Depuis des mois, un certain ras-le-bol se fait sentir chez les infirmières libérales. Parfois ensemble, souvent chacune de son côté, les diverses organisations qui représentent la profession se mobilisent. Reste à savoir si un mouvement unitaire est possible.

Les infirmières libérales n’en peuvent plus, elles sont épuisées. » Ce diagnostic, dressé par Alexandra Veyret, Idel près de Grenoble (Isère) et coprésidente du collectif Infirmiers libéraux en colère, résume assez bien le sentiment général au sein d’une profession qui se sent oubliée, et qui commence à le faire savoir de plus en plus vivement. Les actions de cette association gagnent en intensité depuis quelques mois, avec notamment des « opérations escargot » organisées dans tout le pays en mars, puis une manifestation qui a réuni, selon l’AFP, plusieurs centaines de personnes à Paris, le 4 avril dernier. Autant d’actions auxquelles certains syndicats se sont joints, ce qui ne les a pas empêchés d’organiser leurs propres journées de mobilisation.

« Initialement, notre collectif est parti des Bouches-du-Rhône, il y a plus d’un an, après un reportage d’Élise Lucet à charge contre les Idel à propos de la fraude, se souvient Alexandra Veyret.

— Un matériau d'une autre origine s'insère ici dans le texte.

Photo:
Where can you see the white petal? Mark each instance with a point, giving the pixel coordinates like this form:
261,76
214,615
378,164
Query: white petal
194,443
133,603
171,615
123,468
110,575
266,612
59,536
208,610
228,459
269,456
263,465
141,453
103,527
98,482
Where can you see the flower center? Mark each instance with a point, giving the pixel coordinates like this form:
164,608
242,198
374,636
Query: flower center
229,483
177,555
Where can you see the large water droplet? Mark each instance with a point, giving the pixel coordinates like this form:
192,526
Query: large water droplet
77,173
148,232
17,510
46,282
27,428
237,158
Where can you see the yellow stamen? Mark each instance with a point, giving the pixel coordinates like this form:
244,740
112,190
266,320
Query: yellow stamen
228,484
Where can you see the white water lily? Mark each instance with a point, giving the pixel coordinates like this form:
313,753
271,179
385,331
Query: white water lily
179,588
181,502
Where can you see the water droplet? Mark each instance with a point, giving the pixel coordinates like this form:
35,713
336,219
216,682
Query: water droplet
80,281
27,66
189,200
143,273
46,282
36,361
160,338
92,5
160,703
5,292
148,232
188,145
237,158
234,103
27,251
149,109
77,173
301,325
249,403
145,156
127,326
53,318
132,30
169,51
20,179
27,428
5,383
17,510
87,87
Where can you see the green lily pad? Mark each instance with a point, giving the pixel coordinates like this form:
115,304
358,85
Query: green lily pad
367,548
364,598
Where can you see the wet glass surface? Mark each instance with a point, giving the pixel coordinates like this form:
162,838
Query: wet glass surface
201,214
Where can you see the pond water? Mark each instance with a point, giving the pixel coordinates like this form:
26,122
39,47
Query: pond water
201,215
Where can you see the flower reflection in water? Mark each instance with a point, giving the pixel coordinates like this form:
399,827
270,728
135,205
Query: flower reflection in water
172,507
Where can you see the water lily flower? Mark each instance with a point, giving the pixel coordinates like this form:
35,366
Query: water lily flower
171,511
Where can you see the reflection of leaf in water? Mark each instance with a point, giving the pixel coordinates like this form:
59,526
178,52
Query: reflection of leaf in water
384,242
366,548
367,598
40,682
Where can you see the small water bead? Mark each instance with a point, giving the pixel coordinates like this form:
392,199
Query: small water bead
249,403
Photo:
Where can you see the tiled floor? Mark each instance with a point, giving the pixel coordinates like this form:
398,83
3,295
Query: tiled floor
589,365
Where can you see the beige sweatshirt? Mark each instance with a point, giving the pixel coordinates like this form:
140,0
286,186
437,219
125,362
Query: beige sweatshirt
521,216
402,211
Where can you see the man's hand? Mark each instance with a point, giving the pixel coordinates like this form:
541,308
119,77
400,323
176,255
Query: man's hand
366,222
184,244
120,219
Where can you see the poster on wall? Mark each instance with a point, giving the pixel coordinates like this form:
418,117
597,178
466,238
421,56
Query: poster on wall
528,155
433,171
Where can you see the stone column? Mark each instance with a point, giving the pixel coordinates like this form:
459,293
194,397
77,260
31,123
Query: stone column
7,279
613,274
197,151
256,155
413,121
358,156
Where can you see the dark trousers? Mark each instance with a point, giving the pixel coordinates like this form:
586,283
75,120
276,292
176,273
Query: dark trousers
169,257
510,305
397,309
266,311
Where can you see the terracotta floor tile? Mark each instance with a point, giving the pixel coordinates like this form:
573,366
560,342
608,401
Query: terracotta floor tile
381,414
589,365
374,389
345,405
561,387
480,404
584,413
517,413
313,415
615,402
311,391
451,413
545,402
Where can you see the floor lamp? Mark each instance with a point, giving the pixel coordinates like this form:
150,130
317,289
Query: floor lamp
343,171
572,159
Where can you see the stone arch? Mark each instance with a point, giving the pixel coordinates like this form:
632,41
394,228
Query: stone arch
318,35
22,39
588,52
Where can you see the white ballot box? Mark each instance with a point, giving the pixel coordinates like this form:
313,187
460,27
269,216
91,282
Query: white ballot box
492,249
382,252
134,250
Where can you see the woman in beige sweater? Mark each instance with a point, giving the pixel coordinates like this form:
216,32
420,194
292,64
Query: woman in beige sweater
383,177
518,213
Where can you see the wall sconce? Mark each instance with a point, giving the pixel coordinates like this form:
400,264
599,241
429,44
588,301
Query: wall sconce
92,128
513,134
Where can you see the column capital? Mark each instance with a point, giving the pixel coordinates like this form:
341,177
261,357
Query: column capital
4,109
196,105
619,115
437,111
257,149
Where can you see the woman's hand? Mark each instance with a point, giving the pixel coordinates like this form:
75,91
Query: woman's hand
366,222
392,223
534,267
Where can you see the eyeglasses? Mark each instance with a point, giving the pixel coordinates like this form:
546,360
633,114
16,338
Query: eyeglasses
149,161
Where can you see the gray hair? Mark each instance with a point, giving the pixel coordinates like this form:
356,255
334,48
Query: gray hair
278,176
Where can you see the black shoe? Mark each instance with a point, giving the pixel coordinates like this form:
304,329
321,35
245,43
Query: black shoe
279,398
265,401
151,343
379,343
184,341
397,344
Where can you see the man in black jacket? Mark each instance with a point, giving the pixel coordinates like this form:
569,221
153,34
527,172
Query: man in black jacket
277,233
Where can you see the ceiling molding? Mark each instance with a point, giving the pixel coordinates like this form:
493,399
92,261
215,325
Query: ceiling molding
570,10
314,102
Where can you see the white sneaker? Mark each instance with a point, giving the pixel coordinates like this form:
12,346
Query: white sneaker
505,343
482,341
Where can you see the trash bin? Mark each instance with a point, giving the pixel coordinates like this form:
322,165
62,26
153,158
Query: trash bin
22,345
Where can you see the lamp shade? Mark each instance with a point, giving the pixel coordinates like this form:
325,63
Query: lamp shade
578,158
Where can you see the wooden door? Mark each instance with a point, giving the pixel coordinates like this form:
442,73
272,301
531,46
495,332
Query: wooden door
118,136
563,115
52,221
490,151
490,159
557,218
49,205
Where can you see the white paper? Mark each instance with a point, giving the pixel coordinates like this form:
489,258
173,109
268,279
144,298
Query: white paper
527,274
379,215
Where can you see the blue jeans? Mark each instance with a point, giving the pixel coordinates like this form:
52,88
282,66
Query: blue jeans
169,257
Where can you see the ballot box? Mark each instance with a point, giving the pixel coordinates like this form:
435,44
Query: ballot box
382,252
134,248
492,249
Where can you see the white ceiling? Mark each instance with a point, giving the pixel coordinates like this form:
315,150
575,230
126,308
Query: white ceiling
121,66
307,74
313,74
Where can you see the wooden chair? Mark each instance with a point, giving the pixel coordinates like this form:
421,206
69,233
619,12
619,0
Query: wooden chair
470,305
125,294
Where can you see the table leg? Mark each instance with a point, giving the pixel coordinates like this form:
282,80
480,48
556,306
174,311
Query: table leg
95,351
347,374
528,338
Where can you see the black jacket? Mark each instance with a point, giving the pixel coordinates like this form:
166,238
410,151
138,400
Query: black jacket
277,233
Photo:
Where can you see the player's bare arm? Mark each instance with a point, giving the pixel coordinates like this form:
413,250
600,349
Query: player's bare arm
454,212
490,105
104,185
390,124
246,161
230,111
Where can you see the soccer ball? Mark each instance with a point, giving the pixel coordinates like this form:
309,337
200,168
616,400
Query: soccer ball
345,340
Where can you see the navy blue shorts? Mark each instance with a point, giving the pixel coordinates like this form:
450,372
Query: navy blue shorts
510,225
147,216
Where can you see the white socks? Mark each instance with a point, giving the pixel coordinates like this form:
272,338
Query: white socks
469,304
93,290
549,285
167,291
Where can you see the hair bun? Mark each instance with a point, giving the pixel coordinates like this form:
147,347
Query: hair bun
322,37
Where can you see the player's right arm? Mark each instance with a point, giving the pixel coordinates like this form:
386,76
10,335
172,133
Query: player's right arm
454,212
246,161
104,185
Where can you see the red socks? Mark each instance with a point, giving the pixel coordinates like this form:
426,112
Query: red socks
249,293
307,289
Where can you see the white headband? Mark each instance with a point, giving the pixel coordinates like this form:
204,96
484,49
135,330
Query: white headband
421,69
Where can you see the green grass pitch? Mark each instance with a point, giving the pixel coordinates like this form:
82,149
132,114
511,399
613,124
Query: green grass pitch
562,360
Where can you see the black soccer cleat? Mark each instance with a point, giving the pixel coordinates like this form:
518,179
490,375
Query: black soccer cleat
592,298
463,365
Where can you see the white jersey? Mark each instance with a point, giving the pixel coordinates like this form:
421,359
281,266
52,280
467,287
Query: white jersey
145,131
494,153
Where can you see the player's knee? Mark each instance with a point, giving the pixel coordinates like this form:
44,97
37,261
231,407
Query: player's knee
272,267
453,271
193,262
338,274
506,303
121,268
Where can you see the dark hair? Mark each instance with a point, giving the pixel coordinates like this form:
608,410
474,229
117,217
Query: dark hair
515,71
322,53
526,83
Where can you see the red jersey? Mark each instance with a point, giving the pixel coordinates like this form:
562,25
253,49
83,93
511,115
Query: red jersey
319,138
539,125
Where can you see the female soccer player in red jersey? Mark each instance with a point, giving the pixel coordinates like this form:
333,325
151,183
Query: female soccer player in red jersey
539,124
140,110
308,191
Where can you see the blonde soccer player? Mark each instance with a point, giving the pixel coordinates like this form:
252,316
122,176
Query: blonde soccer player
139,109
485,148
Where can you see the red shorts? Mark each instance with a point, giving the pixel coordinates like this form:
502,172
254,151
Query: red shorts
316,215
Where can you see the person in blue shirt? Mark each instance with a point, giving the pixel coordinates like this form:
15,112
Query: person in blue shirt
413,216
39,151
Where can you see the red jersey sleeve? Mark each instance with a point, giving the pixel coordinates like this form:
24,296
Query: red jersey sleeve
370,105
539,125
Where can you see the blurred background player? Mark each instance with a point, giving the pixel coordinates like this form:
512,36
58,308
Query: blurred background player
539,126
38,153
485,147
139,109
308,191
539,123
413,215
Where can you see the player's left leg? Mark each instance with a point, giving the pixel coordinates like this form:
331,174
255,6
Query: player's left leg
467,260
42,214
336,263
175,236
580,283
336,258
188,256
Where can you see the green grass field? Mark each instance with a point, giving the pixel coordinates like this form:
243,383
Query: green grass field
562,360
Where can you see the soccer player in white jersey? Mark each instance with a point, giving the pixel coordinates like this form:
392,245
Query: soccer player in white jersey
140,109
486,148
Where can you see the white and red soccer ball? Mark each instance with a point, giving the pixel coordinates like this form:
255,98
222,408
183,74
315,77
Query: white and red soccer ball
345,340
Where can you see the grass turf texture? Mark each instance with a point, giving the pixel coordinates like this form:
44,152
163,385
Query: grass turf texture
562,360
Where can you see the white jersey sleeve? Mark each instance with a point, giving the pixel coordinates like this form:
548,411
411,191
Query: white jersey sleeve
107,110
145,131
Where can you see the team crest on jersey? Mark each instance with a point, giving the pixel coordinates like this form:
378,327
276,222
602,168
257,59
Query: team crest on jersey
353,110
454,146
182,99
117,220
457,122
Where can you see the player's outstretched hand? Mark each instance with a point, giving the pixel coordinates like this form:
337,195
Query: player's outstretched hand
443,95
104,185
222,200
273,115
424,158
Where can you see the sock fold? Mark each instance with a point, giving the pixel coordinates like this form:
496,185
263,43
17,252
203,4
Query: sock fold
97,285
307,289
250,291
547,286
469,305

Cela a beaucoup irrité les infirmières libérales, qui ont commencé à se structurer en collectif, puis en une association nationale. » Leurs revendications ? « Elles sont doubles, car deux colères se rejoignent, répond la coprésidente du collectif. Il y a d’abord une colère économique avec une absence de revalorisation face à l’inflation. D’autre part, cette réalité économique heurte nos valeurs de soignants car nous en venons à devoir choisir un patient plutôt qu’un autre pour pouvoir être à l’équilibre, ce qui touche notre intégrité. »

Chacun à sa manière

Le collectif Infirmiers libéraux en colère n’est pas le seul à tenter de faire pression sur les autorités. On peut par exemple noter que le Syndicat national des infirmières et infirmiers libéraux (Sniil) et l’Organisation nationale des syndicats d’infirmiers libéraux (Onsil) se sont joints à la manifestation parisienne du 4 avril. Convergence infirmière (CI), qui a participé à certaines opérations avec le col lectif, mais pas à l’événement organisé dans la capitale, a de son côté décidé d’effectuer des actions « tous les 15 jours jusqu’aux Jeux olympiques », annonce sa présidente Ghislaine Sicre. Le 2 avril, par exemple, les militants étaient invités à dénoncer le gaspillage des ressources, et le 16, à manifester contre « la disparition de l’exercice libéral ».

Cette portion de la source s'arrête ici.